O vice-diretor do Instituto de Energia e Meio Ambiente da Universidade de São Paulo (IEE-USP), Ildo Sauer, que foi diretor de Gás e Energia da Petrobras no governo Lula, avaliou que a estatal será reduzida a uma fração do que já foi no atual governo, em meio à continuidade dos desinvestimentos, mas disse que não se surpreenderia com uma privatização.

“Obviamente o esforço do governo vai nesse sentido, por razões ideológicas… mas eu acho que vai haver resistência”, afirmou ele à Reuters.

“Se não puder vender o CNPJ, fica ele e o prédio, ou talvez só o andar onde fica a diretoria… o resto ela pode vender. É um desastre da maior proporção.”

Sauer, para quem o Brasil deveria controlar a produção de óleo para influenciar preços, como fazem países da Organização dos Países Exportadores de Petróleo (Opep), ainda disse que a Lava Jato ajudou a vender o argumento de que privatizar a petroleira teria efeitos positivos, visão da qual discorda.
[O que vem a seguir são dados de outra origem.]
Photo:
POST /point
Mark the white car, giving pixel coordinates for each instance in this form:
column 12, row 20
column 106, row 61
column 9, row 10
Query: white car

“Há uma imagem construída contra a Petrobras a partir dos lamentáveis e criminosos episódios que existiram. Mas é como se arrombassem uma porta da sua casa. E aí você vende a casa para morar de aluguel”, comparou.

A luta contra uma eventual privatização da Petrobras também é encampada por sindicatos de trabalhadores, que lançaram a campanha “O Petróleo tem que ser nosso!”, que ecoa o antigo slogan que levou à criação da empresa, defendendo que ela continue “100% estatal e pública”.